【江戸 3月24日】
本日午前9時すぎ、季節外れの激しい雪が降りしきる江戸城桜田門外において、幕府大老・井伊直弼(掃部頭)殿の行列が、突如現れた暴徒らに襲撃されるという未曾有の事態が発生した。現場からの速報によると、井伊殿は登城の途上、籠の中で銃撃および抜刀した刺客による襲撃を受け、その安否が強く懸念されている。
襲撃を実行したのは、水戸藩の脱藩浪士17名および薩摩藩士1名とみられる。一団は、桜田門付近を通過中であった彦根藩の行列に対し、短銃の発砲を合図に一斉に斬りかかった。白昼堂々、将軍のお膝元である城門の目と鼻の先で繰り広げられた凄惨な乱闘に、周囲は一時騒然となった。
井伊大老は一昨年以来、「安政の大獄」と呼ばれる苛烈な弾圧を断行し、尊王攘夷を唱える志士や反対派の公卿らを厳しく処断してきた。今回の暴挙は、それら志士らによる遺恨に加え、勅許なき開国を強行した幕府政治への強い反発が背景にあるものと推測される。

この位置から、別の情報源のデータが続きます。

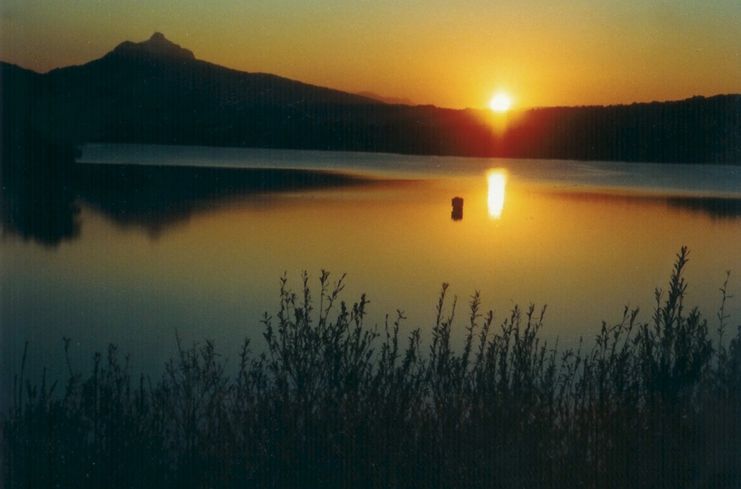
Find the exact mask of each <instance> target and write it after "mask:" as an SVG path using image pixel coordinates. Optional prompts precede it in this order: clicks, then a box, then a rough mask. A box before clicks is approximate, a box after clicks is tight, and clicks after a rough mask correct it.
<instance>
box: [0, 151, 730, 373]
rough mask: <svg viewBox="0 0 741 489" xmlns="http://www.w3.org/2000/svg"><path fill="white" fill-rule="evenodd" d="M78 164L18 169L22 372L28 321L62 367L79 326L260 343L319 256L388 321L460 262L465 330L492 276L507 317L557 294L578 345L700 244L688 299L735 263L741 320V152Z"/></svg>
mask: <svg viewBox="0 0 741 489" xmlns="http://www.w3.org/2000/svg"><path fill="white" fill-rule="evenodd" d="M75 166H76V167H78V168H79V173H80V175H82V176H81V177H79V178H76V179H75V181H74V182H66V181H65V182H59V181H57V180H55V179H54V178H52V177H48V178H47V177H40V179H41V180H43V184H42V185H41V186H40V190H39V189H38V188H36V187H33V188H32V186H28V187H25V186H21V188H8V187H7V186H6V185H5V183H4V188H3V193H4V200H5V202H4V206H5V208H6V210H5V211H4V213H3V217H4V219H3V221H4V222H3V239H2V242H0V257H1V262H0V263H1V268H0V280H1V282H0V283H1V284H2V290H1V291H0V294H1V295H0V323H1V324H2V346H1V348H2V371H3V372H5V373H8V372H11V371H13V370H15V369H16V368H17V366H18V365H19V364H20V358H21V353H22V351H23V344H24V342H25V341H26V340H28V341H29V342H30V345H31V346H30V354H31V359H32V361H33V363H34V364H36V365H38V364H41V363H45V364H47V365H49V366H50V368H52V369H55V370H56V369H59V368H62V366H63V355H62V353H63V351H62V341H61V338H62V337H70V338H72V345H73V346H72V349H73V356H72V359H73V363H74V364H75V365H74V366H75V368H79V369H83V368H87V366H88V365H89V364H90V357H91V353H92V352H94V351H102V350H103V349H105V347H106V345H107V344H108V343H116V344H117V345H119V348H120V350H121V351H123V352H126V353H130V354H131V356H132V360H131V361H132V364H133V365H134V367H135V368H136V369H143V370H145V371H157V370H159V369H160V368H161V366H162V364H163V362H164V361H165V360H166V359H167V358H168V357H169V356H170V355H171V354H172V353H173V351H174V350H175V347H176V341H175V335H176V332H177V334H178V335H179V336H180V337H181V338H182V339H183V341H184V342H186V343H190V342H193V341H199V340H202V339H204V338H210V339H213V340H214V341H215V343H216V346H217V349H218V350H219V351H220V352H222V353H223V354H224V355H226V356H233V355H234V354H235V353H236V351H237V348H238V345H239V344H240V342H241V340H242V338H244V337H245V336H249V337H251V338H253V341H254V349H255V350H258V351H259V350H260V348H261V345H262V343H261V342H262V338H261V324H260V319H261V318H262V317H263V315H264V313H265V312H268V313H271V314H274V313H275V312H276V311H277V308H278V291H279V286H280V278H281V276H283V274H285V275H286V276H287V278H288V281H289V284H290V286H291V287H292V288H294V289H296V290H298V289H300V287H301V273H302V271H307V272H308V273H309V274H310V277H311V284H312V285H314V286H315V288H316V290H315V291H314V292H315V295H318V286H317V284H318V276H319V274H320V272H321V270H323V269H325V270H328V271H330V272H331V273H332V274H333V275H332V276H333V277H334V278H339V277H340V276H341V274H347V278H346V283H347V287H346V289H345V291H344V294H343V298H344V299H345V300H347V301H354V300H357V299H358V298H359V296H360V294H361V293H363V292H365V293H367V295H368V298H369V299H370V316H369V318H368V320H369V321H370V322H371V323H372V324H379V325H381V324H382V323H383V321H384V317H385V315H386V314H387V313H388V314H391V315H393V314H395V311H396V310H397V309H400V310H403V311H404V313H405V315H406V316H407V318H408V319H407V321H406V322H405V330H406V331H409V330H411V329H413V328H417V327H419V328H421V330H422V336H423V339H424V340H428V339H429V337H428V336H425V330H426V329H427V328H429V325H430V324H431V323H432V322H433V320H434V305H435V303H436V300H437V296H438V293H439V290H440V287H441V284H442V283H443V282H447V283H450V289H449V292H450V294H451V298H452V296H453V295H455V296H457V297H458V301H459V303H458V315H459V318H460V327H459V329H458V331H459V332H462V331H463V323H464V320H465V317H466V310H465V307H464V306H465V304H466V303H467V302H468V301H469V298H470V296H471V295H472V294H473V293H474V291H477V290H478V291H481V294H482V299H483V304H484V306H486V307H487V308H492V309H494V311H495V317H496V318H498V320H501V319H504V318H505V317H506V316H507V314H508V312H509V311H510V310H511V309H512V308H513V307H514V306H515V305H516V304H520V305H522V306H527V305H528V304H530V303H534V304H536V305H538V306H541V305H545V304H547V306H548V308H547V313H546V322H545V324H546V326H545V331H544V333H545V335H546V337H548V338H551V339H553V340H555V338H556V337H558V338H559V341H560V343H561V344H562V345H574V344H576V342H577V341H578V338H579V337H580V336H584V337H585V339H588V340H591V338H592V337H593V335H594V334H596V332H597V330H598V328H599V327H600V324H601V321H603V320H605V321H607V322H608V323H614V322H617V321H619V320H620V318H621V316H622V311H623V308H624V306H626V305H627V306H629V307H640V308H641V311H642V312H641V314H640V316H639V317H640V318H641V319H643V320H650V316H651V310H650V309H651V307H652V304H653V291H654V289H655V288H656V287H665V286H666V282H667V280H668V277H669V274H670V272H671V267H672V264H673V261H674V257H675V255H676V253H677V252H678V251H679V249H680V247H681V246H682V245H687V246H688V247H689V248H690V250H691V252H690V263H689V268H688V271H687V279H688V282H689V288H688V302H689V304H688V305H697V306H699V307H700V309H701V310H702V312H703V313H704V314H705V315H706V316H707V317H708V318H710V321H711V325H712V327H713V328H715V325H716V324H717V321H716V319H715V315H716V312H717V309H718V306H719V305H720V298H721V295H720V292H719V288H720V287H721V286H722V284H723V281H724V279H725V273H726V270H732V271H733V273H732V275H731V281H730V286H731V287H730V288H731V293H735V294H736V296H737V297H738V298H737V299H732V300H731V302H730V303H729V305H728V311H729V313H730V314H731V315H732V317H733V321H734V324H736V323H738V322H739V321H740V320H741V278H740V277H741V246H739V244H740V243H741V167H739V166H712V165H667V164H628V163H615V162H583V161H544V160H506V159H477V158H454V157H426V156H405V155H389V154H363V153H330V152H311V151H283V150H281V151H278V150H259V149H231V148H201V147H167V146H146V145H87V146H86V147H84V148H83V153H82V157H81V158H80V160H79V162H78V163H76V164H75ZM244 168H248V169H249V170H242V169H244ZM29 189H31V190H29ZM453 197H461V198H462V199H463V208H462V212H461V213H458V214H456V213H454V212H453V209H452V207H451V199H452V198H453ZM235 361H236V359H235ZM3 378H5V379H8V378H9V376H8V375H6V374H3Z"/></svg>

現在、江戸市中には厳戒態勢が敷かれており、幕府は襲撃者の行方を追うとともに、諸藩に対して不測の事態に備えるよう通達を出した。幕府の権威を根底から揺るがすこの大事件は、今後の幕政の行方や、混迷を極める外交問題に計り知れない影響を及ぼすことは必至である。